Principal Site Reliability Engineer

ACI Worldwide•Norcross, GA

49d•Hybrid

About The Position

ACI powers the payments ecosystem – globally, and you power ACI. You’ll innovate, collaborate, and grow – in an energetic technology culture with decades of proven success. ACIers – in all roles and levels – are truly your colleagues and many are your friends. Our size and reach allow you to see the global impact of your work. You are visible, your talents are valued, and you are empowered to shape the future of payments. As a Principal Site Reliability Engineer in Norcross, GA or Omaha, NE, you will join a diverse, passionate team, dedicated to powering the world’s payments ecosystem! The Principal Site Reliability Engineer is embedded directly with our product teams, working closely with them to design, code, test, run, and evolve the systems that help people around the world make payments.
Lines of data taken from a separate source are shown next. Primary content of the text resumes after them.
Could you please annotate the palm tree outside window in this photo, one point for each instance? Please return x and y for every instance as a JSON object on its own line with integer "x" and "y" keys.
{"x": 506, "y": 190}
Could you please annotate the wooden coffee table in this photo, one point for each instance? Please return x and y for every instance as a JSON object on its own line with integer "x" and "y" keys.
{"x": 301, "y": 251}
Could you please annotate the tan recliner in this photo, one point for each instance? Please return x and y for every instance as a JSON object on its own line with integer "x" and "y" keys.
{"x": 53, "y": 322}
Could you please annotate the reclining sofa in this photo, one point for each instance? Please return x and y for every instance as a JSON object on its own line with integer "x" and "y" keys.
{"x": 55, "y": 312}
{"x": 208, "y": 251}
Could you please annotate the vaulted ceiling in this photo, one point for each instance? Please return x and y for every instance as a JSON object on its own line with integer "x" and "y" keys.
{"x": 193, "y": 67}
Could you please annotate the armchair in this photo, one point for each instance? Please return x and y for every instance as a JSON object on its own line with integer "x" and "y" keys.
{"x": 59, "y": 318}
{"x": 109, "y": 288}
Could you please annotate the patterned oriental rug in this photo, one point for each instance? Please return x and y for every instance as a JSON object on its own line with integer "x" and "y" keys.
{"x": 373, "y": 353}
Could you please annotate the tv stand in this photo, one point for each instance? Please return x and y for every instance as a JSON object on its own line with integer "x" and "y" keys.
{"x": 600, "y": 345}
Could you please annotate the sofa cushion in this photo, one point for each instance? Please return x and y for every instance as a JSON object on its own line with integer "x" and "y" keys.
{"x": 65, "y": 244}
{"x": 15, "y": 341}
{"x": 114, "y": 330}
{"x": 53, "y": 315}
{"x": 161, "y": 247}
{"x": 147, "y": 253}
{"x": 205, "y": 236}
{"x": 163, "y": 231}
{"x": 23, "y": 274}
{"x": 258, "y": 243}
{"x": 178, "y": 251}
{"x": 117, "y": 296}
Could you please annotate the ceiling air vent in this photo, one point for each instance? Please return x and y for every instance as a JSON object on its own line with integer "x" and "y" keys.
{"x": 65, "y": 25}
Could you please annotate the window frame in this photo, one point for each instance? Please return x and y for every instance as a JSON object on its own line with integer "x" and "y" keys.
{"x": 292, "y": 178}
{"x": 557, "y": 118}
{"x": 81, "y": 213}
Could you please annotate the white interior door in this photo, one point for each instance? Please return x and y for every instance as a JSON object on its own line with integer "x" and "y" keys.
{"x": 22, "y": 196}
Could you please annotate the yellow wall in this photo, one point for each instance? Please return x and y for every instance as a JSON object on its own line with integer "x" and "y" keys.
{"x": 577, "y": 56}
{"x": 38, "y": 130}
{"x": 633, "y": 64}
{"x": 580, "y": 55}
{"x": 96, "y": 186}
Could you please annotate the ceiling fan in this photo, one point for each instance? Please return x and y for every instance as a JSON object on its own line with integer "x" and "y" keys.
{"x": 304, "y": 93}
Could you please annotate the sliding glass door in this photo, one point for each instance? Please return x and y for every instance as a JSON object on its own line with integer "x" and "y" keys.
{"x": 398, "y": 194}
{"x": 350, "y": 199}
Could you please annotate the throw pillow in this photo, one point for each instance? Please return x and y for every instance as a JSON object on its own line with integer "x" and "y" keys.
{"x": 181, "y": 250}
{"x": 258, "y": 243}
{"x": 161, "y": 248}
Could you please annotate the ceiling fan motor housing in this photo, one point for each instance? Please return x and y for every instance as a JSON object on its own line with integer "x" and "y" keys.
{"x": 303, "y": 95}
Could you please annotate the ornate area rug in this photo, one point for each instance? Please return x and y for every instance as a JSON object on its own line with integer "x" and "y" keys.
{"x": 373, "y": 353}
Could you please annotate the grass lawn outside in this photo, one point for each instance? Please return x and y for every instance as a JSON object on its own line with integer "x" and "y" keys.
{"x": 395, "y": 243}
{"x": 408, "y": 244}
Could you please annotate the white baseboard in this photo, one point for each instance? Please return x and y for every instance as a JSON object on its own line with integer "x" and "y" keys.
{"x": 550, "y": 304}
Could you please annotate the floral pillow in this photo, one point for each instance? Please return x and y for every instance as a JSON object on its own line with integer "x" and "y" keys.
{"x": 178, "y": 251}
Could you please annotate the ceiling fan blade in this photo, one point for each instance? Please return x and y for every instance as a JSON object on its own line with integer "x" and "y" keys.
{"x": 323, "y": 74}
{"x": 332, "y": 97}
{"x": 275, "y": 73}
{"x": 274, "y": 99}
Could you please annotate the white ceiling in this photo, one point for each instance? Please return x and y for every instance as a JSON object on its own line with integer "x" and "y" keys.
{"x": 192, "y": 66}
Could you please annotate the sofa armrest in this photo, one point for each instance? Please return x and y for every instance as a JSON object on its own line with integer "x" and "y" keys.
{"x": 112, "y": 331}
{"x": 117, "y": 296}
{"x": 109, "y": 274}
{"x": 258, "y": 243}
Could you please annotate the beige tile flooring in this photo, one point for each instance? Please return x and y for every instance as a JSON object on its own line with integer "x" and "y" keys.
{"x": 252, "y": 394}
We work closely with ACI teams to drive adoption of modern reliability practices like SLOs, error budget policies, actionable alerts, follow-the-sun on-call, incident retrospectives, chaos testing, and end-to-end ownership.

Requirements

BS degree in Computer Science, related technical field, or equivalent practical experience.
Experience in data structures, database systems, algorithms, and software design.
Experience writing code in Java, Go, Shell, Python, or a similar language.
Ability to debug, optimize code, and automate routine tasks.
Practical skills with RDBs (such as PostgreSQL, Oracle), NoSQL KV stores (such as Cassandra) and messaging systems (such as Kafka, RabbitMQ and MQ) or equivalent
Proven ability to drive organizational adherence to SRE topics like SLOs, resilience, scaling, performance, and more
15+ years of experience

Nice To Haves

Experience in an SRE or Production Engineering role
Experience with a globally distributed team
Take initiative to solve problems using a scientific approach
Apply appropriate new technologies and processes
Skilled in providing substantial feedback on distributed system designs
Collaboration skills

Responsibilities

Design, develop, deploy, and motivate the creation of software and systems to increase product reliability and organizational efficiency.
Guide reliability practices through the entire software development lifecycle through activities like architecture reviews, code reviews, creating platforms and frameworks, capacity planning, and chaos testing.
Maintain service health by implementing and evolving monitoring, alerting, self-healing and follow-the-sun incident response.
Improve service reliability through blameless post-incident reviews and using code to prevent or respond to problem recurrence. Function as a key technical and culture leader throughout your assigned line of business
Drive and evolve the overall resilience strategy of your given line of business leveraging industry and internal tools
Ensure that local and cross-site redundancy mechanisms are meeting requirements, work as designed and are ever evolving
Set, maintain, and enforce standards across deployment practices, operations etc.
Engage in change review as a key member.
Function as a key contributor to overall capacity, peak season and business continuity methodologies and testing for your space
Interface directly with key clients as needed
Support and help standardize sales responses for your space by helping to craft the go forward offers with business and DevOps teams aligning costs, SLAs and technology.
Perform other duties as assigned
Understand and adhere to all corporate policies to include but not limited to the ACI Code of Business Conduct and Ethics.